The Amaryllis scandal demands immediate action, not after the investigation concludes, but right now. Certain individuals occupying senior positions in this government need to step aside pending clearance. Not because we have already proven their guilt in a court of law, but because the stench of this deal is so overwhelming that their continued presence in office poisons public trust in everything this government tries to do.
If the board rejected the deal and minutes went missing, someone in authority made that happen. If an unregistered firm provided valuations that defied professional logic, someone in authority accepted those valuations and authorized payment. Those someones should not be sitting in government offices today, making decisions about other people’s money, while an inquiry examines whether they already stole once.

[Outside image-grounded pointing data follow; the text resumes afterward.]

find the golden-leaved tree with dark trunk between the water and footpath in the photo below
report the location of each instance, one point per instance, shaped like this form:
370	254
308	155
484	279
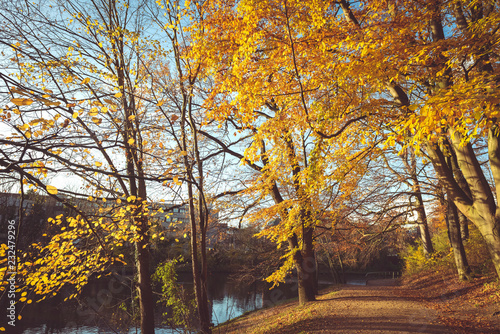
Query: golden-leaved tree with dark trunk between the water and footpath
273	82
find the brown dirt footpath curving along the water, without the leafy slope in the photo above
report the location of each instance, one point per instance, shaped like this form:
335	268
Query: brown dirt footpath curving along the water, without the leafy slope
380	307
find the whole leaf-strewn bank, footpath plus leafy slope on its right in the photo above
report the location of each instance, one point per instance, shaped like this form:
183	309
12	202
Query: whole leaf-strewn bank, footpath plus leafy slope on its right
382	306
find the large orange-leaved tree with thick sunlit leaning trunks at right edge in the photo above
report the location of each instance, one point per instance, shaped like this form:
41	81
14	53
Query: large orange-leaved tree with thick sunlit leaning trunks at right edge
437	61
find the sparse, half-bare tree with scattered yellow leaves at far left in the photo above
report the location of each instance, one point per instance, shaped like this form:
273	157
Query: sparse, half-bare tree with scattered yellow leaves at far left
78	105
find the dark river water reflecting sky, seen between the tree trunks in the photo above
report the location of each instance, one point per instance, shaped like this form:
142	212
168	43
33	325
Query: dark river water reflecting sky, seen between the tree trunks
105	306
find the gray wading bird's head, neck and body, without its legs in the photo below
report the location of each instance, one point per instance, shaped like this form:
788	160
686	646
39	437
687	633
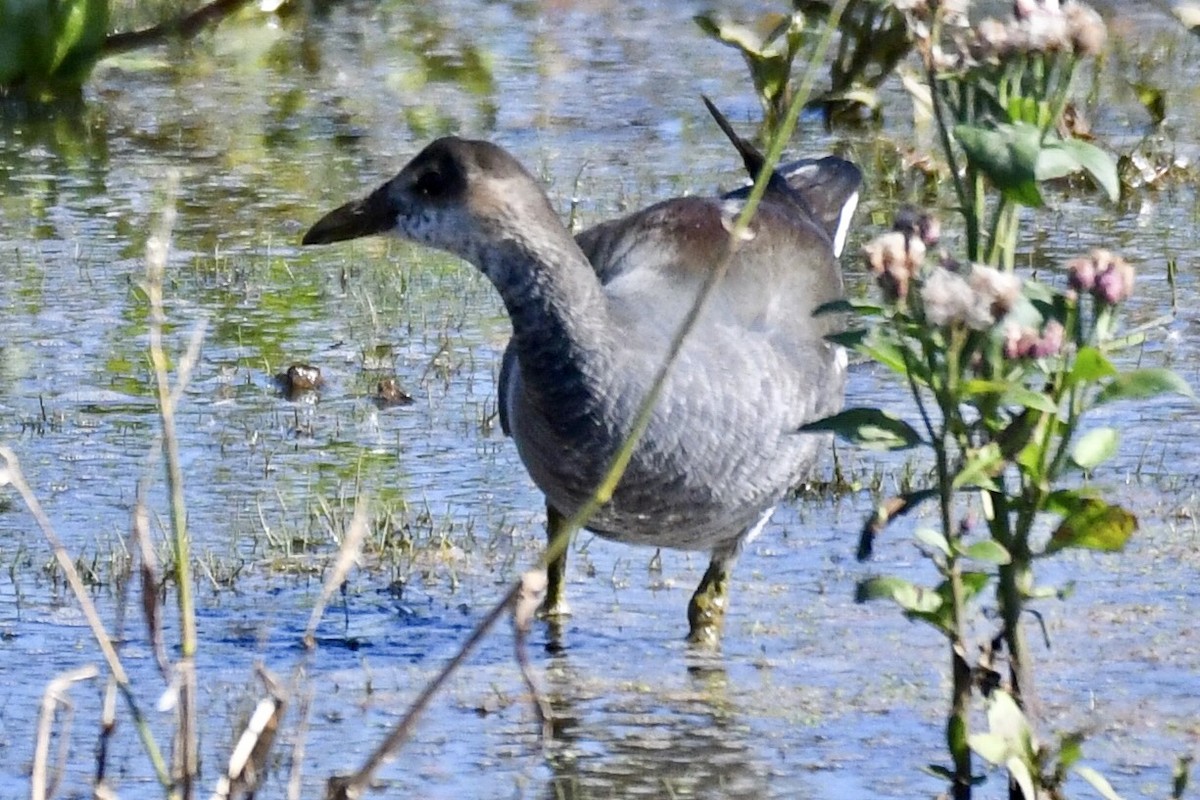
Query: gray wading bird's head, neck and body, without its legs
593	316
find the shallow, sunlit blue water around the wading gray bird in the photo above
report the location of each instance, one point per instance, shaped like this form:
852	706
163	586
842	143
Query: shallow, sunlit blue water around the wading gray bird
271	123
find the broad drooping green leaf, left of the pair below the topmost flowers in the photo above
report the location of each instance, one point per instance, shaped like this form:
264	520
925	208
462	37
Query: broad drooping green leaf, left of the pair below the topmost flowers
1007	155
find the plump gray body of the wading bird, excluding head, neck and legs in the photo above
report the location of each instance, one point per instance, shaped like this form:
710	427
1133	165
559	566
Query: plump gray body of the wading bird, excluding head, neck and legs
722	446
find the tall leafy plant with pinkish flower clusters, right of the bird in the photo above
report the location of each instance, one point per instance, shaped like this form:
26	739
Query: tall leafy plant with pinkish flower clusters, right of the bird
1003	370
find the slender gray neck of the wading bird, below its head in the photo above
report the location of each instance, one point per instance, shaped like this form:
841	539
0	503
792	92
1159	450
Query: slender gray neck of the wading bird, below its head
560	318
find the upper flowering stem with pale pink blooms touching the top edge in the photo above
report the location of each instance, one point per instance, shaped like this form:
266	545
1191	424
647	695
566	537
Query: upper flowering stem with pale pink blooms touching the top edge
1000	94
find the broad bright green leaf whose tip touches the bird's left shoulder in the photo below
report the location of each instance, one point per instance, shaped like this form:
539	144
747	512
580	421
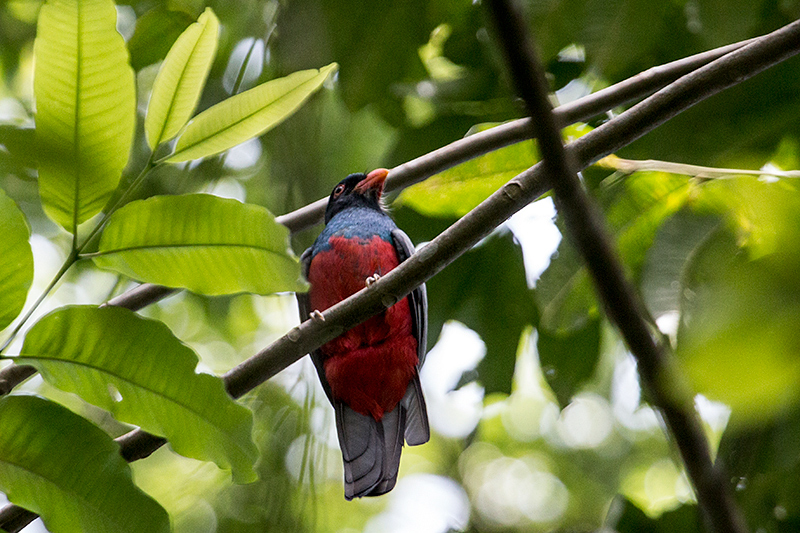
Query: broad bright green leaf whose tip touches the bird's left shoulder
200	242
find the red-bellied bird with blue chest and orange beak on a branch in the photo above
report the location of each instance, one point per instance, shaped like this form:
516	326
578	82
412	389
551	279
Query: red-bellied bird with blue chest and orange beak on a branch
370	373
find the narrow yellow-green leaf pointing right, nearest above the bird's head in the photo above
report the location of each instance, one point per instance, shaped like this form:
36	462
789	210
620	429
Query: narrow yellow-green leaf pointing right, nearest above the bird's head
248	114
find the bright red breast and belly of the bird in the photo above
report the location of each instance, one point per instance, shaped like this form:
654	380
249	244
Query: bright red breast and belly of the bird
370	366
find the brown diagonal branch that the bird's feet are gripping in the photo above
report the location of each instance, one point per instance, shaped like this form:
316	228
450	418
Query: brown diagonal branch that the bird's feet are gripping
478	223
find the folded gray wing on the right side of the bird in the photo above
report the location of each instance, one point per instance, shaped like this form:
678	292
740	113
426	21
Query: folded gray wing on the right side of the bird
417	429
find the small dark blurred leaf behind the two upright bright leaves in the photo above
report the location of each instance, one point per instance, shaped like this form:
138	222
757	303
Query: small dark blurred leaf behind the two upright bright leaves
155	32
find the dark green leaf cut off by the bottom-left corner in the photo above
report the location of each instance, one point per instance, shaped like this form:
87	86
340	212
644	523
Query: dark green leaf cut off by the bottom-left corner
70	472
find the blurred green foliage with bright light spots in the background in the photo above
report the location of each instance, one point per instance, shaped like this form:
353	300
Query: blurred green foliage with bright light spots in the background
537	415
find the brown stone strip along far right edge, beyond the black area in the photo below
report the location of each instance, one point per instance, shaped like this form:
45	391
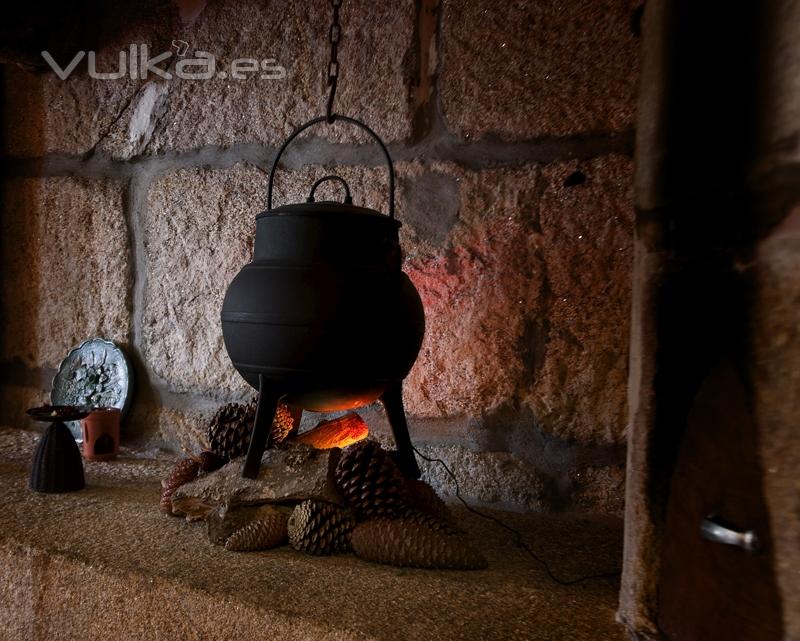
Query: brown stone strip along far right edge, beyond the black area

President Mutharika has an opportunity here that few leaders get: the chance to define his presidency in its first major test. If he shields the culprits, if he allows the usual Malawian pattern of investigations that lead nowhere and prosecutions that never happen, then his goodwill and political honeymoon are over before they properly began. Malawians are ruthless when they lose trust in a government, and they have every right to be. We have been burned too many times to accept more smoke and mirrors.
But if he acts decisively, if he demonstrates that his stated commitment to accountability means something in practice, if he shows that no one is too powerful to face consequences for betraying the public trust, then he can emerge from this crisis stronger. He can prove that his presidency represents a genuine break from the corruption that has plagued this nation for decades.
The evidence emerging from the PAC hearings grows more damning by the day. Missing minutes, unregistered valuers, professional warnings ignored, board decisions erased . This is not a complex case requiring months of forensic analysis to understand what happened. The outline is already clear: people entrusted with pension funds decided to treat them as play money, and when professionals tried to stop them, they found ways around those obstacles.
The question now is whether President Mutharika has the courage to follow the evidence where it leads, regardless of whose desk it lands on. The question is whether he will do what Chakwera could not: fire the corrupt, prosecute the guilty, and send an unmistakable message that Malawi’s public funds are not a buffet for the connected and powerful.
Heads must roll. Not after the inquiry wraps up in a few months, not after the report is debated in Parliament, but now. Resignations should be tendered today. Suspensions should be announced immediately. The message must be clear: if your name appears anywhere near this scandal in a way that suggests involvement, you have no place in a government that claims to serve the people.
The alternative is unthinkable but predictable. If Mutharika protects the guilty, if the Amaryllis scandal becomes just another case where Malawi’s elite circle the wagons and wait for the outrage to pass, then his presidency will carry the stench of this deal forever. Every promise he makes about fighting poverty, every speech about development and progress, will ring hollow because Malawians will know that his government protected those who stole from pensioners.
We have been here before. We have heard the promises before. We have watched the investigations that go nowhere and the prosecutions that never happen before. The Chakwera government fell because it failed this exact test, because it protected the corrupt and hoped Malawians would forget.
We have not forgotten. We will not forget. And Peter Mutharica’s presidency will live or die based on what he does right now, in this moment, with the entire nation watching and waiting to see if he is truly different from those who came before.